Top categories for decreased interactors | ||
---|---|---|
Term | Fold enrichment | Adjusted p-value |
GO:0000398~mRNA splicing | 17.19 | 1.04E-24 |
GO:0010501~mRNA unwinding | 26.02 | 2.65E-07 |
GO:0051028~mRNA transport | 21.65 | 8.29E-06 |
Table 3.
Top categories for increased interactors | ||
---|---|---|
Term | Fold enrichment | Adjusted p-value |
GO:0006412~translation | 41.92 | 3.00E-15 |
GO:0000398~mRNA splicing | 23.89 | 3.29E-05 |
The SRSF1 IP-MS also allowed more extensive arginine methylation analysis of the SRSF1 protein. Arginine methylation was detected on the same sites as in the global arginine methylation profiling approach (R93, R97 and R109), and all the 9 identified peptides covering these sites demonstrated decreased abundance upon PRMT5 KD (Extended Data Fig. 7c). While both mono- and dimethylation were detected for positions R93 and R109, only dimethylated R97 was identified.
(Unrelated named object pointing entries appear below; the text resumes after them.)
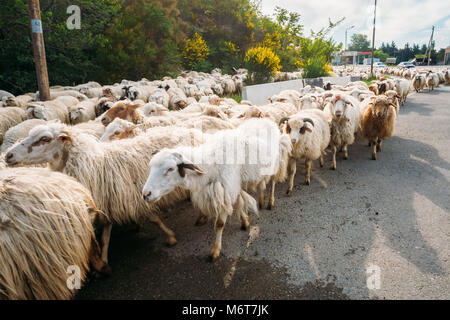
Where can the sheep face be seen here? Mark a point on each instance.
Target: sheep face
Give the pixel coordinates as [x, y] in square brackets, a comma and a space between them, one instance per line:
[298, 128]
[153, 109]
[43, 144]
[118, 129]
[122, 110]
[167, 171]
[37, 111]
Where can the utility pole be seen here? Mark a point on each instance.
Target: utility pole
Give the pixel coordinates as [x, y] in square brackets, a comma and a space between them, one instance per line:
[345, 48]
[37, 38]
[373, 37]
[428, 51]
[430, 45]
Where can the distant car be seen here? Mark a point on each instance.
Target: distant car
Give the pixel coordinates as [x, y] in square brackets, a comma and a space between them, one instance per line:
[406, 64]
[379, 65]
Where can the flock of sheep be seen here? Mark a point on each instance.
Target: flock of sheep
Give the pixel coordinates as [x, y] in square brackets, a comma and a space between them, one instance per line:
[94, 157]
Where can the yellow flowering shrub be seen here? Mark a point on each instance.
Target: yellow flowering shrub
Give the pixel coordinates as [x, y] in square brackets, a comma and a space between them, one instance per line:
[262, 63]
[195, 51]
[272, 41]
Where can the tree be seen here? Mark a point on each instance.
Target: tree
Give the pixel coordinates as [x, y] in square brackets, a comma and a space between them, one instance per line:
[359, 42]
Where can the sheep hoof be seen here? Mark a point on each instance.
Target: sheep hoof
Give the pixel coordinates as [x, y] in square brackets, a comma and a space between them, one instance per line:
[200, 221]
[213, 256]
[171, 241]
[106, 270]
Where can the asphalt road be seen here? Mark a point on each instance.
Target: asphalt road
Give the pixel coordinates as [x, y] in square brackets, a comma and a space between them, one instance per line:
[388, 220]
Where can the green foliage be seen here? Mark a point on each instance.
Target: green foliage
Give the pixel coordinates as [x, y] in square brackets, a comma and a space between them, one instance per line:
[131, 39]
[359, 42]
[380, 55]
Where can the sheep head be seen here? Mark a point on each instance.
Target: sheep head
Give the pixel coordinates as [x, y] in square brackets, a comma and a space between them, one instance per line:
[45, 143]
[124, 110]
[118, 129]
[168, 170]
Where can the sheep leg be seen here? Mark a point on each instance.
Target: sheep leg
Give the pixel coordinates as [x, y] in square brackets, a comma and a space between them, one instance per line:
[261, 189]
[171, 240]
[240, 208]
[345, 150]
[292, 167]
[379, 145]
[201, 220]
[98, 263]
[333, 159]
[271, 203]
[374, 150]
[106, 236]
[220, 224]
[308, 164]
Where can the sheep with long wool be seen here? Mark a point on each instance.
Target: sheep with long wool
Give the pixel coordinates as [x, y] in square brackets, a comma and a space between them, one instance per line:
[113, 172]
[215, 174]
[46, 223]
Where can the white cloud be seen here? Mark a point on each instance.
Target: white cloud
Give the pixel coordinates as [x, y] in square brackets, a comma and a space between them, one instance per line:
[400, 20]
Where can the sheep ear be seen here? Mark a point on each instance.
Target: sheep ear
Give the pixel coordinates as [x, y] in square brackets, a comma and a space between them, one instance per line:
[189, 166]
[64, 138]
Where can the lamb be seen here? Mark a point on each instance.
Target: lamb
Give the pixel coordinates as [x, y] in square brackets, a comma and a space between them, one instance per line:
[19, 101]
[216, 183]
[418, 82]
[344, 113]
[160, 96]
[395, 98]
[153, 109]
[59, 93]
[177, 98]
[9, 117]
[57, 109]
[100, 166]
[46, 223]
[82, 112]
[288, 96]
[19, 132]
[105, 102]
[402, 87]
[432, 80]
[310, 135]
[377, 122]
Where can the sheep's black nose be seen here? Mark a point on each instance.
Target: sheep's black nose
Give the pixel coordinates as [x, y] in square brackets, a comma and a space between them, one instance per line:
[9, 156]
[147, 195]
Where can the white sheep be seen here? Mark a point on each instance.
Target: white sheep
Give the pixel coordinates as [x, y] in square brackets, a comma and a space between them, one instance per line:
[46, 223]
[9, 117]
[344, 113]
[82, 111]
[19, 132]
[310, 135]
[215, 174]
[113, 172]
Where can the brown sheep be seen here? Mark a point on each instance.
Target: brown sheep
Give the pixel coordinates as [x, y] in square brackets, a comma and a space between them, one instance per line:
[377, 122]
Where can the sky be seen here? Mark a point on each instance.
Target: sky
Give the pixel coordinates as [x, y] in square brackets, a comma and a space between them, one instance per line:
[401, 21]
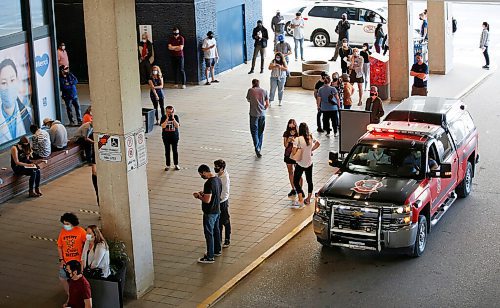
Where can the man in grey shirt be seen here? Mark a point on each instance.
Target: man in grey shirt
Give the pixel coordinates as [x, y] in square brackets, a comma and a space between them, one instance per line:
[58, 134]
[259, 102]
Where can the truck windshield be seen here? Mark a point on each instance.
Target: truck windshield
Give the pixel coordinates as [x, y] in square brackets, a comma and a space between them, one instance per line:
[378, 160]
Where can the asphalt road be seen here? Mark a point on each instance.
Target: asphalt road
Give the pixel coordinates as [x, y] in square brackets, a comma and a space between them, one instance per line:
[460, 267]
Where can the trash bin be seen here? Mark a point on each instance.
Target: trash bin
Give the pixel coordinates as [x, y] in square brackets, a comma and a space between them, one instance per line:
[149, 115]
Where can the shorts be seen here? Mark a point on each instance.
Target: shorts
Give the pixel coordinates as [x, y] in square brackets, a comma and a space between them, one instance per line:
[289, 161]
[209, 62]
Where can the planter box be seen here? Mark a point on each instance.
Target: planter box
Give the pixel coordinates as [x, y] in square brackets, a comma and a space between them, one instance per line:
[294, 80]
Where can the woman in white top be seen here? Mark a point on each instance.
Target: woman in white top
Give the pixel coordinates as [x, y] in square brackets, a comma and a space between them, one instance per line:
[96, 251]
[307, 144]
[278, 69]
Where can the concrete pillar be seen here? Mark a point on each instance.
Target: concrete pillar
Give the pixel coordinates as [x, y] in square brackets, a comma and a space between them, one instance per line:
[400, 54]
[440, 36]
[116, 105]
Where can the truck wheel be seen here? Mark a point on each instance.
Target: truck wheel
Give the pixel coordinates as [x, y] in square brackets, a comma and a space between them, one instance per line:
[465, 187]
[321, 39]
[421, 240]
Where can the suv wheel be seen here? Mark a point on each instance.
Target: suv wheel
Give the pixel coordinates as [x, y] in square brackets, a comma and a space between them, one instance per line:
[321, 39]
[288, 29]
[465, 187]
[421, 240]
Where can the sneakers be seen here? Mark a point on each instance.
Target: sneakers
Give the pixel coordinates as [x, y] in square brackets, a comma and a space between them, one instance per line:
[206, 260]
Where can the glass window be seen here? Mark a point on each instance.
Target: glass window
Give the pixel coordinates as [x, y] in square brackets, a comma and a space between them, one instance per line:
[10, 17]
[38, 13]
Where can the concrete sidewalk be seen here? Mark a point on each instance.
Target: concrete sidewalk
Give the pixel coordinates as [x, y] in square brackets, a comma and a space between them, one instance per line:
[214, 124]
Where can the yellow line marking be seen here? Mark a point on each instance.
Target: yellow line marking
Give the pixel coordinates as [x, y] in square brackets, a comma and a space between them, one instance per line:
[217, 295]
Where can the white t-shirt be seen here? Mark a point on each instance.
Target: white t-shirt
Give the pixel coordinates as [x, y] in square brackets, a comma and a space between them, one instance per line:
[298, 32]
[300, 143]
[209, 54]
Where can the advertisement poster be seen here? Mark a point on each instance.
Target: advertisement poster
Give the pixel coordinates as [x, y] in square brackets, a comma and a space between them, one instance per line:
[16, 113]
[44, 79]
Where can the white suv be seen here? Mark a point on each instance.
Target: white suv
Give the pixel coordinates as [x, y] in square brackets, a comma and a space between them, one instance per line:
[321, 18]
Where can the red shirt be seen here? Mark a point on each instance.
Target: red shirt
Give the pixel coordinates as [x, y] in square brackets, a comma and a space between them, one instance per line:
[79, 290]
[176, 42]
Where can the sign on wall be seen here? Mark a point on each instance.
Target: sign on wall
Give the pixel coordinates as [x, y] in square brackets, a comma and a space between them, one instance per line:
[44, 79]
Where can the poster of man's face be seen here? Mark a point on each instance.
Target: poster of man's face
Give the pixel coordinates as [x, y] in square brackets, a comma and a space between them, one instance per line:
[15, 99]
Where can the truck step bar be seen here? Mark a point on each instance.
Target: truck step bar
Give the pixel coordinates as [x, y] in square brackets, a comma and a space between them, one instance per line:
[443, 208]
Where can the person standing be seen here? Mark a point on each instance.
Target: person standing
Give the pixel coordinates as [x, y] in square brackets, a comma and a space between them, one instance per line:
[342, 30]
[156, 91]
[68, 82]
[70, 244]
[306, 144]
[260, 36]
[79, 292]
[278, 69]
[176, 47]
[484, 43]
[170, 136]
[210, 205]
[419, 72]
[22, 165]
[365, 53]
[211, 56]
[374, 105]
[277, 25]
[145, 48]
[224, 220]
[41, 142]
[62, 55]
[297, 24]
[356, 73]
[328, 101]
[259, 102]
[317, 86]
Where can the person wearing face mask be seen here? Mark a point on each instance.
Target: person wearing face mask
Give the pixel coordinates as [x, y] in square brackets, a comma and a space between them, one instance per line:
[374, 105]
[278, 77]
[145, 48]
[211, 56]
[69, 245]
[342, 30]
[260, 36]
[156, 91]
[62, 55]
[356, 73]
[176, 47]
[68, 82]
[95, 254]
[15, 116]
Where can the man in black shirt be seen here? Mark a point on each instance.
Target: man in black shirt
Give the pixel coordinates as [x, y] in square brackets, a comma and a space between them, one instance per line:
[318, 85]
[420, 72]
[210, 205]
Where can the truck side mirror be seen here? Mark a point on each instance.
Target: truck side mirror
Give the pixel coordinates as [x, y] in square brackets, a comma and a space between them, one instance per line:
[334, 160]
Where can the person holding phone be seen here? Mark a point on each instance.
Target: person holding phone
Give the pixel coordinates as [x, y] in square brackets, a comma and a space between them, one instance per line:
[170, 136]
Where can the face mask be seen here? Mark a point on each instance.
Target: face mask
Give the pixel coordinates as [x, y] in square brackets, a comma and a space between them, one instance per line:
[9, 96]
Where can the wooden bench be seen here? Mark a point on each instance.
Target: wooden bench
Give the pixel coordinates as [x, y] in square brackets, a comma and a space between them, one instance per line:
[58, 163]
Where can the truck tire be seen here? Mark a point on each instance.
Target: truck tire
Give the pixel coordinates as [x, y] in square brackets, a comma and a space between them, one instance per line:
[465, 187]
[421, 240]
[321, 39]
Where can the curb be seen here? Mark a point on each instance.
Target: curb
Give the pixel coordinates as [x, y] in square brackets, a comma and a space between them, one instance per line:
[220, 293]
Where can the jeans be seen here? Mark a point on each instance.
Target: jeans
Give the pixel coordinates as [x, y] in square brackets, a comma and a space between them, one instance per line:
[212, 234]
[178, 68]
[277, 83]
[257, 125]
[301, 42]
[297, 175]
[224, 221]
[73, 101]
[262, 51]
[171, 143]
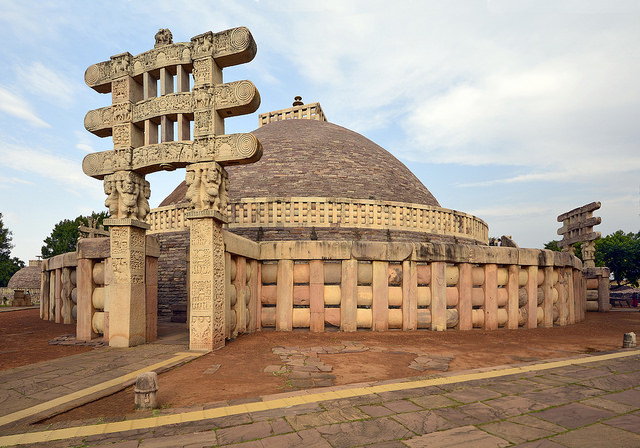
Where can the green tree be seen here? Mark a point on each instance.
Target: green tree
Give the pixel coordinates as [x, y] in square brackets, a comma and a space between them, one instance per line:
[64, 236]
[553, 245]
[8, 265]
[620, 252]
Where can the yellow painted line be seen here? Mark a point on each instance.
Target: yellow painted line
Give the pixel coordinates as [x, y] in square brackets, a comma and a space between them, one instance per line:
[153, 422]
[10, 418]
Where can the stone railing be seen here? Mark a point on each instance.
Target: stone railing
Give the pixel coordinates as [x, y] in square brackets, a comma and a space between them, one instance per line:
[311, 111]
[75, 288]
[58, 291]
[408, 286]
[168, 219]
[330, 212]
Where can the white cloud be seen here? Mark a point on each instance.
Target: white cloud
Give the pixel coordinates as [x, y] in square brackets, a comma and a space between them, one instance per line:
[47, 83]
[18, 107]
[46, 164]
[84, 141]
[6, 181]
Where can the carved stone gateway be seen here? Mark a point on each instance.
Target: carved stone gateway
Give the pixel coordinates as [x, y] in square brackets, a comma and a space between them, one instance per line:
[577, 227]
[151, 133]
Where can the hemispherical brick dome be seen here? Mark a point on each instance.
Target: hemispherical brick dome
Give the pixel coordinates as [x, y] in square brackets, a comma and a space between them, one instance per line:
[26, 278]
[308, 158]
In summary, we found that PRMT5 depletion leads to decreased arginine methylation of SRSF1 and extensive changes in its binding to mRNA and proteins.
Discussion
Here we demonstrated the requirement of the catalytic activity of PRMT5 for the growth of the human AML cells bearing the MLL-AF9 rearrangement. This is consistent with the previous observations in a mouse model of this leukemia type, where Prmt5 knockout or chemical inhibition decreased leukemia burden and prolonged animal survival41. Together, these suggest PRMT5 inhibition as a potential therapeutic approach in AML, and it would be interesting to investigate whether AML patients with mutations in spliceosome proteins are particularly sensitive to PRMT5 inhibition.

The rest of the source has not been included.